I'd like to reinforce some of Leigh's comments about the parent's day gem.
All to often I think that in an "attempt" to make science simple, we wind up
teaching science as dogma. Then if someone questions what we are doing
instead of admitting that we are trying to teach a simplified or over
simplified version we simply react with indignation that some uneducated fool
would have the audacity to question what we teach. We justify "conceptual"
science courses because we want to create "Scientific Literacy" but instead
we pass along half truths that create nothing but confusion.

I've had it up to my eyeballs with texts that try to make out that Aristotle
and Ptolemy had it all wrong and Galileo and Copernicus got it right.
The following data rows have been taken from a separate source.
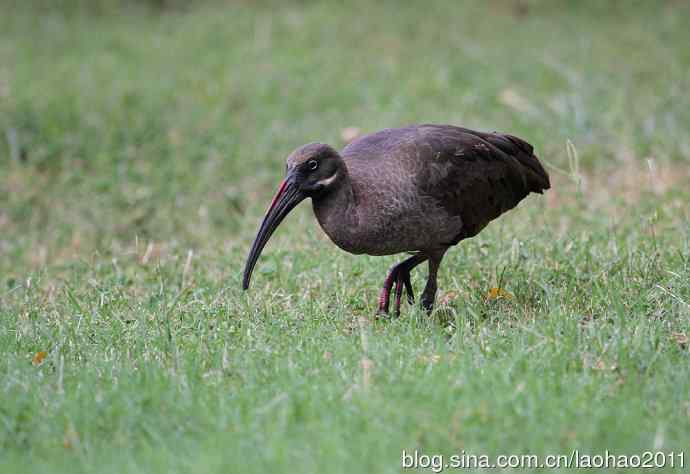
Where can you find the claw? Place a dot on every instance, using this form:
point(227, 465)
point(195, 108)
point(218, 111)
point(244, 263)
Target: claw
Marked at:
point(399, 275)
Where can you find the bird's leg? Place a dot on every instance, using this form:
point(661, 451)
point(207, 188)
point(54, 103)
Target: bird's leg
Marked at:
point(400, 276)
point(429, 294)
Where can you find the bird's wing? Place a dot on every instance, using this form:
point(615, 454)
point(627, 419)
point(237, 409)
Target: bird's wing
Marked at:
point(476, 176)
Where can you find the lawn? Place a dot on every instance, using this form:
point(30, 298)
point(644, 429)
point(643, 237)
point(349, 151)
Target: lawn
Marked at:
point(140, 144)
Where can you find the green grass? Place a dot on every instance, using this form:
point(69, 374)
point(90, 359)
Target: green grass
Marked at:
point(140, 146)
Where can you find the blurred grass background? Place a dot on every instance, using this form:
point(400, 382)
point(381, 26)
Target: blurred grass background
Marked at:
point(141, 142)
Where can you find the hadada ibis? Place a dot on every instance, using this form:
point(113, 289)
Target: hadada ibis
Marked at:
point(419, 189)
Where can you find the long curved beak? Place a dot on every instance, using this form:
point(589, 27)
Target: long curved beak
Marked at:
point(287, 197)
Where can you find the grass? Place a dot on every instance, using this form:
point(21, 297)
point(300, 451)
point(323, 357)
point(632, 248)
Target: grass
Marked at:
point(142, 144)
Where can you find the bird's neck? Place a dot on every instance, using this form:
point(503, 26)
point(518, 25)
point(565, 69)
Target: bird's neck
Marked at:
point(336, 212)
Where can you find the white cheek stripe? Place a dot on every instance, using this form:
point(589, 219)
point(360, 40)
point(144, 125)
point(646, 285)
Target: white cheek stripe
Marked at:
point(327, 181)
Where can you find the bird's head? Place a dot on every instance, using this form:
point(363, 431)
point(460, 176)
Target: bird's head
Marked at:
point(311, 171)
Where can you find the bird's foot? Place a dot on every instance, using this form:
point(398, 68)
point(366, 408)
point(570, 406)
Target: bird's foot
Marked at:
point(398, 279)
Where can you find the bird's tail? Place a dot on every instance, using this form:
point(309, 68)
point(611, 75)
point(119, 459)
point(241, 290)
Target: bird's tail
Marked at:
point(537, 179)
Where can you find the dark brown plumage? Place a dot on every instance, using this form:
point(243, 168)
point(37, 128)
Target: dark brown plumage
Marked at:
point(419, 189)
Is a
student any the wiser if we tell him the people who thought the sun went around
the earth were wrong and it is really the earth that goes around the sun?
Not only do I think they are no wiser, but such teachings just make it that
much harder to teach that in principle we can describe any motion from any
reference and that the best choice is usually the one that makes the motion
easiest to visualize (simpler geometry) or makes the mathematics simpler.
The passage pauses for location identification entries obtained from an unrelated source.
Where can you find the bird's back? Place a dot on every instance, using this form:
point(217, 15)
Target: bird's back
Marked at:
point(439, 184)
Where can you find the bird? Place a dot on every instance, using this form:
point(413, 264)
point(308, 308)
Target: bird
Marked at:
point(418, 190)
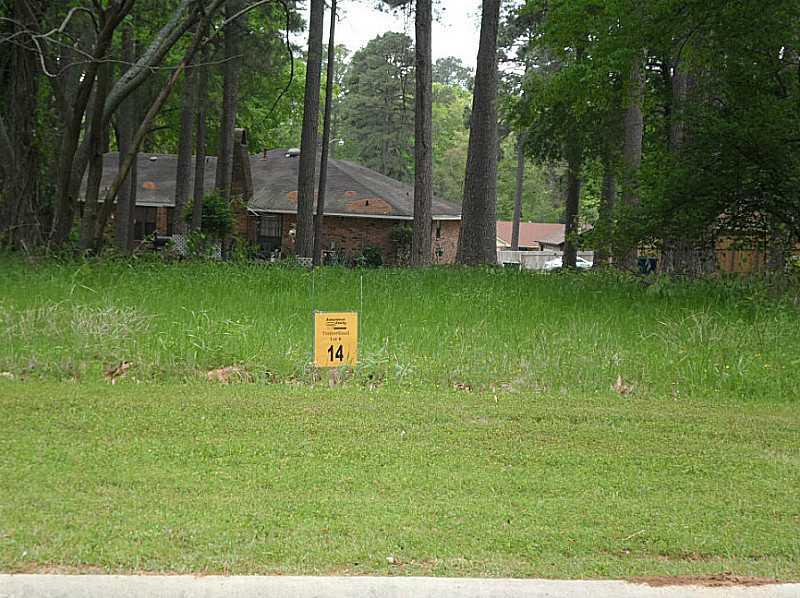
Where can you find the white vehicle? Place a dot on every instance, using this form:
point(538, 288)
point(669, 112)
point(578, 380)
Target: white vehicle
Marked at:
point(556, 263)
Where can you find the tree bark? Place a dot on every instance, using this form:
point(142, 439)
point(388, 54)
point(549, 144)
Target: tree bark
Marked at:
point(326, 139)
point(183, 17)
point(230, 94)
point(19, 153)
point(421, 250)
point(518, 192)
point(632, 150)
point(477, 239)
point(572, 207)
point(66, 190)
point(183, 170)
point(308, 145)
point(605, 222)
point(126, 123)
point(200, 144)
point(155, 107)
point(96, 143)
point(684, 254)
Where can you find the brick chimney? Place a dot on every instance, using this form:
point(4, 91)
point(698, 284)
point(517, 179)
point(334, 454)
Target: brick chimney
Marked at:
point(242, 184)
point(241, 179)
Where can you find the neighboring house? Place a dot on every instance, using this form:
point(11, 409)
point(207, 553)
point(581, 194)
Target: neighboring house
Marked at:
point(529, 234)
point(362, 207)
point(555, 240)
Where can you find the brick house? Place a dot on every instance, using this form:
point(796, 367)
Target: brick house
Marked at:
point(362, 207)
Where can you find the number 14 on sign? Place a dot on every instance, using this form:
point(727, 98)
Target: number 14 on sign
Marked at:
point(335, 339)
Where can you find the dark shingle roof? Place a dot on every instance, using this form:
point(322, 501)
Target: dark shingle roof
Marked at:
point(353, 190)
Isn't this really the concept we should be teaching in our "conceptual"
science classes. (When a few weeks ago I mentioned that I thought Chaisson
& McMillan taught science as dogma, this was one example I had in mind.)

I have recently been discussing evolution vs creationism with a chemist
colleague of mine. He is very critical of the teaching of Darwinian Evolution
as a proven fact. I told him I thought he had no right to demand a higher
level of honesty from the biologists than we demand in the physical sciences!

We recently had a lengthy debate about heat. Is heat stuff or a process?
Perhaps we might think about whether Science is stuff (a body of fact) or
a process (a way of making models). It is my contention that the answer to
this question is the first concept we need to teach. Without answering this
question there can be no scientific literacy other than in an historical sense.